What he delivered was a gem: 7 innings, 4 hits, 0 runs, 1 walk, and 8 strikeouts. Hamels used sharp command of his mid-90s fastball--which seemed to be lacking in his first start--to set up his dominant changeup--which also seemed to be lacking in his first start. It didn't hurt that he was able to mix in an effective cut fastball to crowd righties and run away from lefties. The Braves were unable to hit anything particularly hard against him--the kind of masterful performance we have grown accustomed to seeing from the young ace. The few times he did face any trouble he was able to escape without event. He faced two-on, two-out situations in both the sixth and seventh innings and was able to induce groundouts from Chipper Jones and Freddie Freeman, respectively.
In many ways, today's game went just as Ruben Amaro, Jr. drew it up for the team before the season: dominant pitching for at least seven innings with just enough offense to scrape by. For his part, Braves starter Derek Lowe was very good today. The sweaty one held a Phillies offense that had scored at least seven runs in five of its first eight games to just two runs on seven hits. The first came in the fourth inning on Jimmy Rollins double play and the second on a solo homer by a red hot Shane Victorino as Larry Andersen lamented on the radio that Rollins and Victorino don't bunt enough.

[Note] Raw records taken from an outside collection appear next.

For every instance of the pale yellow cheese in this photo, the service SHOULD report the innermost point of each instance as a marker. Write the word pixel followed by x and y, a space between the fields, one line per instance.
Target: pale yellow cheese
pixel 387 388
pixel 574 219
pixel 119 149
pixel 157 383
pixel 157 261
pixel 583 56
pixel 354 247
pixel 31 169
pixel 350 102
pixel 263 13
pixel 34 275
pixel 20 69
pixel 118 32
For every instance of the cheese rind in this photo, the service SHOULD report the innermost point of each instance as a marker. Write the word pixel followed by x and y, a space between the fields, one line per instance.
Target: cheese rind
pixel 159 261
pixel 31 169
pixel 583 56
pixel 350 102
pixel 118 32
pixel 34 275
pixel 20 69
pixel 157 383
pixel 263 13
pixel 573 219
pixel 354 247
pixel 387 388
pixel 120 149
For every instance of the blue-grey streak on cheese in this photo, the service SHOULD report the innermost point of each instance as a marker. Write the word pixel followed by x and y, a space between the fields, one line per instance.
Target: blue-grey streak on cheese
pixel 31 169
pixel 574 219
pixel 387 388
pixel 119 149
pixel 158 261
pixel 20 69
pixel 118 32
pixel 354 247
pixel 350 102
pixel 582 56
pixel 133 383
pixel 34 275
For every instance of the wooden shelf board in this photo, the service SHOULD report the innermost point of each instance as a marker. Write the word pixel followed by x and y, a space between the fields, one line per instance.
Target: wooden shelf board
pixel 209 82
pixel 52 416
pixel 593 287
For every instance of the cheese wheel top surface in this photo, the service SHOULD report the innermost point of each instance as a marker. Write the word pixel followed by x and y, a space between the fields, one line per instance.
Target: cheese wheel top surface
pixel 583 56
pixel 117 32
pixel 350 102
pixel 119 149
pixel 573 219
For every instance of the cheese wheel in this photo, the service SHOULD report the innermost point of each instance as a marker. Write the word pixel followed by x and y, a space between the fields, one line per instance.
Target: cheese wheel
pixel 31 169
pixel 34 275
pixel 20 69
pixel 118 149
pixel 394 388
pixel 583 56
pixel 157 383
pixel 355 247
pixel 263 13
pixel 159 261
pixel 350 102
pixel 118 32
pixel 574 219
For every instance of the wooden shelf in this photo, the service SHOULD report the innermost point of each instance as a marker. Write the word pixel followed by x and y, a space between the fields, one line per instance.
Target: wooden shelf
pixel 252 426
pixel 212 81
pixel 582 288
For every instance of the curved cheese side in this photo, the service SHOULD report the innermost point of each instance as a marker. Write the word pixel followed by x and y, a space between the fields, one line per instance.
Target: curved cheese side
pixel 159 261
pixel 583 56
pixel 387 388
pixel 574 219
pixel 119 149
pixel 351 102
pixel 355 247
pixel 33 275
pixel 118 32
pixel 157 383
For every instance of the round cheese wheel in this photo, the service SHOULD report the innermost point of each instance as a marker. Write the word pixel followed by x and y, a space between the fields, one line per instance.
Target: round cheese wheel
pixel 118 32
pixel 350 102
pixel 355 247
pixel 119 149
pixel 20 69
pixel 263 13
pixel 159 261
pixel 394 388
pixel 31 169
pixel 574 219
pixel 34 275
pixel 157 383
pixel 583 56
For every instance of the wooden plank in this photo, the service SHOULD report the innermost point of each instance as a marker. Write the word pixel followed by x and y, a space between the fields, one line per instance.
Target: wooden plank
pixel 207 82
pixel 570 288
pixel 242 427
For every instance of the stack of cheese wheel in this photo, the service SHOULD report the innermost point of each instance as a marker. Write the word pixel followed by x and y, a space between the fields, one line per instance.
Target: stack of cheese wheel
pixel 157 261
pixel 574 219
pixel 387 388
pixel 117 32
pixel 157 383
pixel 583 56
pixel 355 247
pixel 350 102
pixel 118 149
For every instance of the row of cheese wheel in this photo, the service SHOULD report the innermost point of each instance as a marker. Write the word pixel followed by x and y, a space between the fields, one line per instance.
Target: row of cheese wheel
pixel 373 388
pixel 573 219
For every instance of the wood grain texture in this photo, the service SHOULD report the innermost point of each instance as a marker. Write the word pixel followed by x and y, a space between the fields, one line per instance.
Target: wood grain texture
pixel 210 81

Ryan Madson pitched a scoreless eighth inning and the Phillies added a welcome but ultimately superfluous insurance run in the top of the ninth against young flamethrower Craig Kimbrel. Rollins led the inning off with a double and moved to third on a Jason Heyward bobble in right. Ryan Howard followed with a groundout to short, but Jimmy, running on contact in a heads-up baserunning play, came in to score. Jose Contreras, facing Chipper Jones, Brian McCann, and Dan Uggla, closed the door with a perfect frame, striking out Uggla to give the Phillies the win in the first campaign in what figures to be another tense, season-long war for NL East supremacy.
The Phillies are off tomorrow and then head up to D.C. to take on the Washington Nationals.